O tenente responsável, um ruivo escocês, fez um trejeito de impotência: - Bom, vamos anotar na
lista dos ruídos suspeitos. Já temos nas mãos cento e cinqüenta casos de
ruídos suspeitos... O oficial o
interrompeu, impaciente: - Não lhe ocorreu
pensar que esse tique-taque poderá ser uma bomba, que se explodir de um
momento para outro a casa em que meus companheiros e eu estamos hospedados
voará em pedaços?... - Pode ser... -
murmurou o tenente ruivo - em todo caso, ainda não tenho notícia de nenhuma
explosão... Os italianos são muito fantasiosos, senhor... Os olhos do oficial
relampejaram de raiva: - Está bem, está bem,
você ganhou; mandarei um grupo investigar os arredores da colina. Ao inspecionar o
local, o grupo detectou e retirou de sob uma ponte duas grandes cargas
explosivas. Este foi o primeiro
indício de que os alemães haviam inventado algo novo. As bombas alemãs de
explosão retardada horrorizavam as retaguardas. Estes artefatos eram
espalhados por todo o lado. Em geral, explodiam
sem muitos indícios prévios, e havia poucas possibilidades de tomar
precauções, porque a maioria dessas minas eram semeadas secretamente, durante
a noite, pelos últimos soldados a abandonar as cidades. Aquelas explosões
assemelhavam-se às das V-2 que caíam sobre Londres e no norte da Europa.
Logo, a lista dos cento e cinqüenta ruídos suspeitos do tenente escocês
aumentaria, de forma alarmante, já não só pelo “ruído suspeito”, mas sim,
pelos tremendos efeitos das explosões. “Sangue, rubra medalha
de coragem” Os padioleiros, em
formação de oito para cada padiola, desciam a encosta. Apoiavam as alças
sobre os ombros e progrediam com cuidado. As vezes, seus pés desprendiam
pedregulhos e todo o grupo vacilava. Os feridos, cujo sangue se misturava à
água que caía nas valetas, eram mantidos num ângulo estritamente justo, para
não caírem. Foi assim, dias e dias, na interminável campanha da Itália. Tanto
os chefes ingleses, como os americanos, apressavam seus homens; queriam
chegar ao vale do Pó antes do inverno, porém as chuvas e o frio do outono
retardavam a penetração, tornando-a cada vez mais penosa e sangrenta.
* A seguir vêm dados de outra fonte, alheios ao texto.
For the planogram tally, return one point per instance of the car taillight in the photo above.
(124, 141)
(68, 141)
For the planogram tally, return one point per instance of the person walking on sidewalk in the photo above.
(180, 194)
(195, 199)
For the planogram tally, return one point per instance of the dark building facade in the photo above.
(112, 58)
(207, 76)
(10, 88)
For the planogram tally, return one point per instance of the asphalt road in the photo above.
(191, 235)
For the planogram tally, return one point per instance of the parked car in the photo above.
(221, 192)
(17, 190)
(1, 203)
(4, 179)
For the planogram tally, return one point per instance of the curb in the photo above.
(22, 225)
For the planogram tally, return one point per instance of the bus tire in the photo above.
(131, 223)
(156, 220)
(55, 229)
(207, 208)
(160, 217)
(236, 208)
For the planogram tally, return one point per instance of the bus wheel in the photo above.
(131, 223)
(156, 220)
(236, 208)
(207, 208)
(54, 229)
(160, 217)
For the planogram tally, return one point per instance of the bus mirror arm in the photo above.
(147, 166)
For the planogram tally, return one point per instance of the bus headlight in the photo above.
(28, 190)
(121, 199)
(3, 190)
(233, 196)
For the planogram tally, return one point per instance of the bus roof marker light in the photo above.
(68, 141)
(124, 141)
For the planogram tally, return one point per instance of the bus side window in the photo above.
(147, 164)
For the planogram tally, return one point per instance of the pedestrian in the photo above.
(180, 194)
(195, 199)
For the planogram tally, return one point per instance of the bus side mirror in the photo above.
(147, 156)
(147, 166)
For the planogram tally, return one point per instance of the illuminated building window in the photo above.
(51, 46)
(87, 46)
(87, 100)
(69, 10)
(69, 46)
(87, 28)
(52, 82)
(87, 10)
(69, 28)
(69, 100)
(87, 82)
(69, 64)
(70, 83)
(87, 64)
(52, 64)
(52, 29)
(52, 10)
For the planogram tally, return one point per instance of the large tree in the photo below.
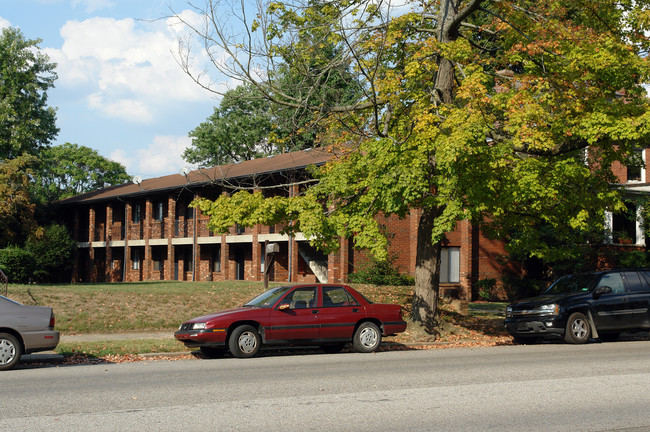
(16, 207)
(71, 169)
(470, 108)
(27, 123)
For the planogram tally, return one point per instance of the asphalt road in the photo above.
(556, 387)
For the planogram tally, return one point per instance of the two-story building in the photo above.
(146, 230)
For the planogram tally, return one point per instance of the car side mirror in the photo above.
(602, 290)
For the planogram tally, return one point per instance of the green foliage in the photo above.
(53, 249)
(237, 130)
(506, 115)
(27, 124)
(633, 259)
(377, 272)
(517, 288)
(70, 169)
(486, 288)
(18, 264)
(16, 208)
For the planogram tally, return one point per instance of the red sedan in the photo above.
(327, 315)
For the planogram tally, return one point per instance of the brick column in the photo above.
(147, 264)
(465, 228)
(170, 221)
(92, 273)
(128, 213)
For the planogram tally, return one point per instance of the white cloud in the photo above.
(124, 67)
(162, 157)
(91, 6)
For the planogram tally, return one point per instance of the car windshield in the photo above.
(268, 298)
(573, 284)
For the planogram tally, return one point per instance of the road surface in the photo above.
(550, 387)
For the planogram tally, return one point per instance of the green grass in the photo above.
(124, 347)
(153, 306)
(162, 305)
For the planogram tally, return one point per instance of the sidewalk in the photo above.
(52, 357)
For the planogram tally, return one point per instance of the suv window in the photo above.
(614, 281)
(337, 296)
(634, 282)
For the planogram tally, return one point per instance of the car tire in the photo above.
(609, 337)
(525, 340)
(244, 342)
(10, 351)
(577, 329)
(212, 352)
(367, 338)
(332, 348)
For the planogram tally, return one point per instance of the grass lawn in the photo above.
(161, 306)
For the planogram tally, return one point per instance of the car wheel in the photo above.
(332, 348)
(212, 352)
(367, 338)
(525, 340)
(609, 337)
(577, 329)
(10, 351)
(245, 341)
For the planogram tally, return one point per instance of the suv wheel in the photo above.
(577, 329)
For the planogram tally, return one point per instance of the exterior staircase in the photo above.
(316, 262)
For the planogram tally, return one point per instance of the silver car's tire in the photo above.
(577, 329)
(367, 338)
(244, 342)
(10, 351)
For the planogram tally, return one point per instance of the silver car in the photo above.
(23, 330)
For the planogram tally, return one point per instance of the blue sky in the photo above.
(119, 89)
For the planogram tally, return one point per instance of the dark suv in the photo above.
(580, 306)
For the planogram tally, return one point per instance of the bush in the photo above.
(18, 264)
(486, 288)
(380, 273)
(53, 249)
(633, 259)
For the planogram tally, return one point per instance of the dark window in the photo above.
(635, 168)
(136, 213)
(158, 211)
(216, 259)
(337, 296)
(614, 281)
(135, 259)
(634, 283)
(301, 298)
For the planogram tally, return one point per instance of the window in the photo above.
(450, 265)
(136, 213)
(216, 259)
(135, 259)
(614, 281)
(158, 211)
(301, 298)
(337, 296)
(188, 260)
(624, 225)
(157, 258)
(636, 169)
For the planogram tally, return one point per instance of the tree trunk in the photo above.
(427, 273)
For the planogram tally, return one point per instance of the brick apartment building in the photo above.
(146, 231)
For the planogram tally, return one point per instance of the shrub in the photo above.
(380, 273)
(486, 288)
(18, 264)
(633, 259)
(53, 249)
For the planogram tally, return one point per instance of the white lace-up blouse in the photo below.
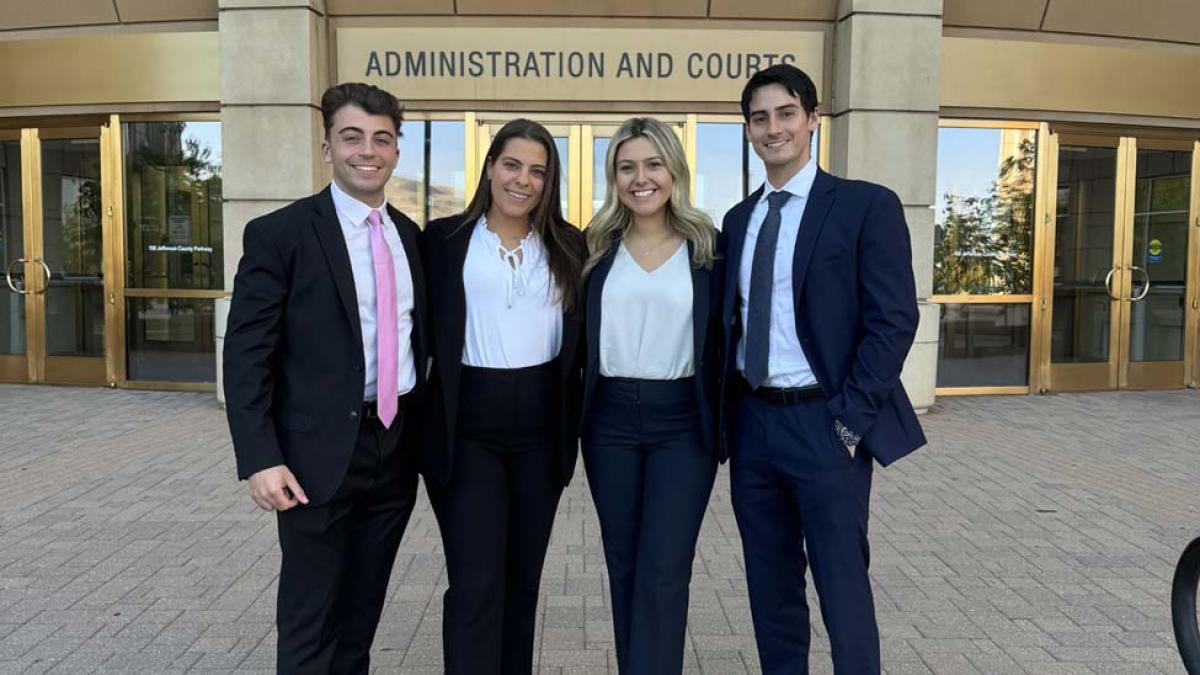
(514, 316)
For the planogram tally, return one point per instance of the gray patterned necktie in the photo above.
(762, 282)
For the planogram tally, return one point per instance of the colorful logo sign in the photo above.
(1155, 251)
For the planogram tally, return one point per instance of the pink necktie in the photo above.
(387, 327)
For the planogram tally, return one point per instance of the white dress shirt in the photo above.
(786, 364)
(646, 329)
(514, 314)
(352, 215)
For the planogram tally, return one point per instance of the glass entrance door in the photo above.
(54, 311)
(13, 294)
(1122, 263)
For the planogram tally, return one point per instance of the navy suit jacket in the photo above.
(447, 242)
(293, 350)
(706, 312)
(856, 306)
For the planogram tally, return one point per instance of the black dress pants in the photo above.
(651, 478)
(496, 515)
(337, 556)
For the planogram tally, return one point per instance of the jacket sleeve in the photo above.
(252, 336)
(887, 300)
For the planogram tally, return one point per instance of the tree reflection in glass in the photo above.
(983, 237)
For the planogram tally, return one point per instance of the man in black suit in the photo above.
(323, 358)
(820, 311)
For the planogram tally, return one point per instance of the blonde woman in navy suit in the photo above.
(649, 438)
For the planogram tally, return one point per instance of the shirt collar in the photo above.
(799, 185)
(353, 209)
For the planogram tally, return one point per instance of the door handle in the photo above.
(1144, 291)
(7, 278)
(1108, 284)
(47, 269)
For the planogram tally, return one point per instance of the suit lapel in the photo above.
(408, 234)
(737, 239)
(337, 256)
(820, 199)
(699, 304)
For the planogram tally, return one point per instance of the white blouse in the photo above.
(514, 315)
(646, 329)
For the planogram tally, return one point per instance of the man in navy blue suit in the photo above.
(820, 311)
Cada dois ou três
minutos explodia uma granada. Caíam por toda parte, quase sempre no centro,
ou ao lado do caminho. Sempre que uma granada explodia, abria-se uma brecha
no cortejo. Quando a fumaça se dissipava, viam-se homens caídos, mulas
fugindo apavoradas, caixões espalhados pelo solo. Rapidamente, a brecha se
fechava até que explodisse a próxima granada; então, em algum outro lugar,
aquela serpente de suprimentos para o exército britânico, tornava a abrir-se
sobre si mesma, e a fechar-se rapidamente. Os combatentes se refugiavam em
trincheiras que eram poças de água. Não importava quem as houvesse cavado, se
os alemães, a chuva, ou os próprios ingleses. Os soldados passavam as noites
com água até a cintura, dormitando, quase sem reação ante o frio e o perigo.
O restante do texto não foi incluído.